Once complete, import your script to src/sasquatchbackpack/cli.py
to access everything. You’ll want to first
import your commands python script at the top of the file like so: from sasquatchbackpack.commands import yourfilenamehere
then add main.add_command(yourfilenamehere.yourfunctionnamehere)
at the bottom of the file. You’ll want to call
main.add_command()
in this way for each function you’ve added, so that the CLI can access them.
Test your API Call¶
At this point (assuming you’ve still got your venv active) you can run the following in your terminal:
pip install -e .
sasquatchbackpack yourfunctionnamehere
You should be able to see the results echoed to console as you wrote above. Use this as an opportunity to debug your API calls so they work as intended before you start sending data to sasquatch.
Add a schema¶
Sasquatch (the wearer of the proverbial backpack), uses Avro schemas
for data serialization. Navigate to src/sasquatchbackpack/schemas
and create a folder for your API.
Inside, create a .avsc
file for each different API call you want to make. The contents of the file depends on the data in question, so
make sure to look at what you’re getting from your API call and use the doccumentation to create an accurate representation of that data that you’ll be sending.
Add configs¶
Going back to your src/sasquatchbackpack/scripts
file, you’ll want to add a dataclass for each different API call you want to make.
Make sure to include all of the relevant parameters that you’ll need to make that call, as well as two paths to the schema file and a topic name.
@dataclass
class MyConfig:
"""I'm a docstring!"""
# Parameters up here
schema_file: str = "src/sasquatchbackpack/schemas/yourfoldernamehere/yourschemanamehere.avsc"
cron_schema: str = (
"/opt/venv/lib/python3.12/site-packages/"
"sasquatchbackpack/schemas/yourfoldernamehere/yourschemanamehere.avsc"
)
topic_name: str = "yourfunctionnamehere",
The first path should be the local path to the schema and the second should be the path to the schema when running in a cron job. The topic name should be the name of your command.
Add source¶
Next, you’ll make a source class, inhereting from sasquatchbackpack.sasquatch.DataSource
. This will require two methods:
load_schema()
and get_records()
.
load_schema()
can be copied 1 to 1 from the following:
def load_schema(self) -> str:
"""Load the relevant schema."""
try:
with Path(self.config.schema_file).open("r") as file:
return file.read()
except FileNotFoundError:
with Path(self.config.cron_schema).open("r") as file:
return file.read()
get_records()
should make an API call, then return the encoded results in an array.
This should be surrounded with the following try:
try:
# API Call
# return results
except ConnectionError as ce:
raise ConnectionError(
f"A connection error occurred while fetching records: {ce}"
) from ce
The class’s __init__
should read in the config you made in the pervious step.

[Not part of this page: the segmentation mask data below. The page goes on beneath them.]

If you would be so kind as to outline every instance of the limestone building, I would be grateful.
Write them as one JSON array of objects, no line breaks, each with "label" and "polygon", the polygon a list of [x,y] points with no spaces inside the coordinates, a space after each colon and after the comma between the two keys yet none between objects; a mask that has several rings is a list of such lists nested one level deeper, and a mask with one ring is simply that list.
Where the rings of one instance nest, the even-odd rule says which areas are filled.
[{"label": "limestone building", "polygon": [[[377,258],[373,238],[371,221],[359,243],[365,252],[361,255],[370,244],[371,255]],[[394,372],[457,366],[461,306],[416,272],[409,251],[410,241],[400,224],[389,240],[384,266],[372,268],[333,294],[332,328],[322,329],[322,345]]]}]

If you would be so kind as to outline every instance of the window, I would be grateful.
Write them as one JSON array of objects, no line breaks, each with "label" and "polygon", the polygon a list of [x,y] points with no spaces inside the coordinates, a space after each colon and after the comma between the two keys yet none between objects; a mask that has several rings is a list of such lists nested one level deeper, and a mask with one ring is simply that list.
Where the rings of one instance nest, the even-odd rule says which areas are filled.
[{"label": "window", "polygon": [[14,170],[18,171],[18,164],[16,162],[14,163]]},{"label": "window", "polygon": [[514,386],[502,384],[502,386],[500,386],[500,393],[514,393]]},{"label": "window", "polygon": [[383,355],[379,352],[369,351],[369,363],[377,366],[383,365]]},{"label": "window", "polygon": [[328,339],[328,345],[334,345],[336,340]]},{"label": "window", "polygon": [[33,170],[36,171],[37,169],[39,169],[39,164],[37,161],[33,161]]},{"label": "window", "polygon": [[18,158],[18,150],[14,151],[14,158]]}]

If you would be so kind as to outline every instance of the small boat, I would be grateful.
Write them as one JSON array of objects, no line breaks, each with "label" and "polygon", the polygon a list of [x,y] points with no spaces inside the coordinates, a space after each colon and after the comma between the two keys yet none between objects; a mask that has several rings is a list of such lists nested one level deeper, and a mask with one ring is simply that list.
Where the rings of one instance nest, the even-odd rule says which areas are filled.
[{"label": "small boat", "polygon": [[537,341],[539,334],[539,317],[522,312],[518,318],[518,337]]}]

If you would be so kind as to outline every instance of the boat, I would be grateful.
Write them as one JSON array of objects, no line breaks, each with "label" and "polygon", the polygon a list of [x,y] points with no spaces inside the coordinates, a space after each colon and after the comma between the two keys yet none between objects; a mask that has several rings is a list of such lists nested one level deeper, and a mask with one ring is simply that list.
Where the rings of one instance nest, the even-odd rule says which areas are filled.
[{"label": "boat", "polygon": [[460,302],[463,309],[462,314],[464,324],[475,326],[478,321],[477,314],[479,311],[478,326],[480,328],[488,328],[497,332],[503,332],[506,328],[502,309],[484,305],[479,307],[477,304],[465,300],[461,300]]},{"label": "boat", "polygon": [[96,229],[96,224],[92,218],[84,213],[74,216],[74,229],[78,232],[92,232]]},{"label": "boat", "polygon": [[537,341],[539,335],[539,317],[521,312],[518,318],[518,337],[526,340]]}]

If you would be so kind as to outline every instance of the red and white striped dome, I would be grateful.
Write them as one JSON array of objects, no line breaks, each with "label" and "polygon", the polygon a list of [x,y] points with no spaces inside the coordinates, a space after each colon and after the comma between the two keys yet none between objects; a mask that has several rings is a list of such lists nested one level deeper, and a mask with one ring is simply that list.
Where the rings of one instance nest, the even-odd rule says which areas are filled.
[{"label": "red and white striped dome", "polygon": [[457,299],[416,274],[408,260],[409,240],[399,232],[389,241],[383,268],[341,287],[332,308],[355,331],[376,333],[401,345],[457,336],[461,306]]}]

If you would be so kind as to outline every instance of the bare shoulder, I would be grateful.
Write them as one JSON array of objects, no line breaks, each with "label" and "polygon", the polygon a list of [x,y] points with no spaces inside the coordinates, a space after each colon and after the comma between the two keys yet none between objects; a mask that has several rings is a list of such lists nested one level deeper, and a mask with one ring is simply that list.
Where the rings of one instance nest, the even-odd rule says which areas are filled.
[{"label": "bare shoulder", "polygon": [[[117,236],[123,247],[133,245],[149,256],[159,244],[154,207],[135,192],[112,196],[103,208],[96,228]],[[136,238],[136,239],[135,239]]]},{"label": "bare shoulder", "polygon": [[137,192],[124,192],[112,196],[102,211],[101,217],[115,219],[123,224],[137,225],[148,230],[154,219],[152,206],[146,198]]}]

You’ll also want to call super().__init__(config.topic_name)
inside. Otherwise, feel free to initialize your parameters as you will.
Update CLI¶
You’ll want to add a dry run option to your CLI command. To do so, add the following to your CLI command
@click.option(
"--dry-run",
is_flag=True,
default=False,
help="Perform a trial run with no data being sent to Kafka.",
)
Remember to also add dry_run: bool, # noqa: FBT001
as a parameter.
You can add the funciton of the dry run flag after the body of the extant function with the following:
if dry_run:
click.echo("Dry run mode: No data will be sent to Kafka.")
return
click.echo("Sending data...")
To actually send the data, simply import and instantiate the config and source objects you made in your
src/sasquatchbackpack/scripts
file. Then, import sasquatchbackpack.sasquatch
and add the following:
backpack_dispatcher = sasquatch.BackpackDispatcher(
source, sasquatch.DispatcherConfig()
)
result = backpack_dispatcher.post()
if "Error" in result:
click.secho(result, fg="red")
else:
click.secho("Data successfully sent!", fg="green")
Note that the source
object is simply the source you just instantiated.
Test it!¶
Running the CLI command should now result in the data being posted to sasquatch!
Specifically you can search kafdrop on data-int
for the lsst.backpack
topic, and your data should show up there.